On associe souvent utopie et idéal. Pourtant les projets utopiques sont loin de la perfection. Ils naissent du désir de construire « autre chose », avec une propension à être meilleur, à s’éloigner d’une société à laquelle on ne souhaite plus participer. L’utopie est une ouverture vers le possible, nous dit Paul Ricœur. Et c’est ce que me répondent les Auroviliens lorsque je leur demande leur souhait. « Auroville n’est pas une société idéale, c’est un processus, me confie Julien, immigré en terre tamoule depuis quinze ans maintenant. Mais en soi ce n’est pas un problème de ne pas atteindre un idéal. (…) Donc tu vas t’en approcher, tu ne vas probablement jamais le toucher. Mais le process de t’en approcher t’apprend des choses. (…) Même s’il ne mène pas à l’idéal, il te donne une conscience de la façon dont ça fonctionne, dont je fonctionne aussi et dont la société fonctionne. » À l’instar de ce que nous dit Steven Jezo-Vannier dans Contre-Culture(s). Des Anonymous à Prométhée (2013), lorsque des dissidents s’installent en microsociétés, « ce choix a pour avantage d’inscrire l’idéal de vie dans le réel et le présent, et pour objectif d’en démontrer la viabilité ».

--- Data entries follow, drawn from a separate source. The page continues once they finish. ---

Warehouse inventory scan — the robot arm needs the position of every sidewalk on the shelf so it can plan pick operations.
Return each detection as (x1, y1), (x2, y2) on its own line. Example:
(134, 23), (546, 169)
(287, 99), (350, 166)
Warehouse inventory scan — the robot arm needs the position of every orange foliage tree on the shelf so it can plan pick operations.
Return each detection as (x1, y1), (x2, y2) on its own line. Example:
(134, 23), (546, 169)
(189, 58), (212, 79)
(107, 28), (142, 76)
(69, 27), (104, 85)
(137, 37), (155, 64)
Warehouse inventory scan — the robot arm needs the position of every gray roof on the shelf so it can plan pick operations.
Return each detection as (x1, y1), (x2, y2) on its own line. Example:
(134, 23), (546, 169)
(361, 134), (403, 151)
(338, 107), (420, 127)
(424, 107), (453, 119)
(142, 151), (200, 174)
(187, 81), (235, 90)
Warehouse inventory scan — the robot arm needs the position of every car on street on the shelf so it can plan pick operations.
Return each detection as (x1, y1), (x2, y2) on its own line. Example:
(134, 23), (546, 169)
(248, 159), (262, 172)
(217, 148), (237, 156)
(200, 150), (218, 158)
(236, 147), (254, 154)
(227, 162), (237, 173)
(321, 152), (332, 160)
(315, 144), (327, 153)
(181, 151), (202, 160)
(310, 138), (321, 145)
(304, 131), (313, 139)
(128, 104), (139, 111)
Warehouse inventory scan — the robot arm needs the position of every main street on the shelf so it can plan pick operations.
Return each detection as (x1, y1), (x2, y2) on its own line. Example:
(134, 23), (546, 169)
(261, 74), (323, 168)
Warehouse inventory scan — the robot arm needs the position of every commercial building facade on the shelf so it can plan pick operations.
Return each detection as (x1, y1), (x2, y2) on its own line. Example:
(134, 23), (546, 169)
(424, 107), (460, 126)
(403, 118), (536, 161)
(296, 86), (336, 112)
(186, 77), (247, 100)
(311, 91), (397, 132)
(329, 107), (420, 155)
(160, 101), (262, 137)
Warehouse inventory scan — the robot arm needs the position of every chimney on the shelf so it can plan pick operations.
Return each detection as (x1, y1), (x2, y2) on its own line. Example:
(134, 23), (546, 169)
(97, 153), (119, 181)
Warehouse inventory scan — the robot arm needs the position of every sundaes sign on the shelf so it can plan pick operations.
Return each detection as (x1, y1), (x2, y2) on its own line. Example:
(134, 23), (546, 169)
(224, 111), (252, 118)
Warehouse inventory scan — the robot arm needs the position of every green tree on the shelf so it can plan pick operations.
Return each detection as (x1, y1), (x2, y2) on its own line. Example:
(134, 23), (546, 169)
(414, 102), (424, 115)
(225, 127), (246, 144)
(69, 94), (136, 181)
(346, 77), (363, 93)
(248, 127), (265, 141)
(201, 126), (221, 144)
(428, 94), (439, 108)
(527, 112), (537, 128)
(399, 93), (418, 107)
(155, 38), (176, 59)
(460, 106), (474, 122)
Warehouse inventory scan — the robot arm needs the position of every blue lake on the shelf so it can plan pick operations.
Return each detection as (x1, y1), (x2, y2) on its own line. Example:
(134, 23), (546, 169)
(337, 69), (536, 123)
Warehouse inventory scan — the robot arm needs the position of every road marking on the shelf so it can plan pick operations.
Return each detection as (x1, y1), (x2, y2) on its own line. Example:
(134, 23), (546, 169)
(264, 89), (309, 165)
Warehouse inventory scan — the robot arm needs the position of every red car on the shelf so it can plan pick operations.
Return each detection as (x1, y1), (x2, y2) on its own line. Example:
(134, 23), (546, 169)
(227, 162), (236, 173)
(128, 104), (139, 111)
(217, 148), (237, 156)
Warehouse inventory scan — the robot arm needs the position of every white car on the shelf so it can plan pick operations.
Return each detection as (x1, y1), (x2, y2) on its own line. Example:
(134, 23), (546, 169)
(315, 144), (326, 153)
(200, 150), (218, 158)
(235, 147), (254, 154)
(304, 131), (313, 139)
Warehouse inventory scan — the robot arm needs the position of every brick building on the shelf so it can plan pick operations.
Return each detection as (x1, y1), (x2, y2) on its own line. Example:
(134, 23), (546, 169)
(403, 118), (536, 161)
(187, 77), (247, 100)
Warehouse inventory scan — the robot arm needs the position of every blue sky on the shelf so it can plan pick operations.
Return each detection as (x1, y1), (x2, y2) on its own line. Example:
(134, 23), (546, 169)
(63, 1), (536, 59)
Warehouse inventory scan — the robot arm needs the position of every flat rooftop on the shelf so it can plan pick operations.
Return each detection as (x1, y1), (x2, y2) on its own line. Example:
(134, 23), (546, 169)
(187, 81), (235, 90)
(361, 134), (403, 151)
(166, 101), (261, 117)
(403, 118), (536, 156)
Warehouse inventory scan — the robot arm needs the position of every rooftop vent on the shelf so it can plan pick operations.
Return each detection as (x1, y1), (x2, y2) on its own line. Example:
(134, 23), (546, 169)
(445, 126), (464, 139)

Un espace expérimental de liberté
Auroville est une petite ville « utopique » fondée le 28 février 1968 en Inde du Sud. Elle a été portée par d’anciens hippies ou contestataires qui souhaitaient construire un nouveau monde. Mais son histoire plonge ses racines dans un mouvement beaucoup plus diffus que le simple héritage beatnik. La cité est le rêve de Sri Aurobindo et de Mirra Alfassa dite la Mère. C’est elle qui finalement conçoit le projet, obtient le soutien du Premier ministre indien Jawaharlal Nehru et inaugure la ville en 1968, dans une zone désertique à 10 km de Pondichéry, devant une foule de 5 000 personnes et plus d’une centaine de caméras internationales. Des couples d’enfants vont déposer solennellement une poignée des terres de tous pays dans une urne en forme de lotus comme symbole de paix et d’unité universelle. Auroville est-elle une société idéale comme on l’imagine ? Après de nombreuses années de terrain, j’ai pu percevoir des formes de hiérarchie, des injustices, des jeux de pouvoir et d’autorité. Mais à sa façon, Auroville a quand même gagné son pari. Elle propose un espace où les humains peuvent réfléchir à un système autre, un espace de liberté pour expérimenter des nouvelles manières de vivre en commun et dans son environnement. Pionnière en matière d’écologie et d’écoconstruction, elle est portée aujourd’hui par les récentes innovations technologiques et écologiques qui l’ont propulsée en tant que « laboratoire d’expériences » sur la scène nationale et internationale. Elle est reconnue à l’international par de nombreux prix décernés à ses ingénieurs et chercheurs. C’est peut-être cela le secret, un espace de liberté et de créativité pour repenser le monde et le vivant.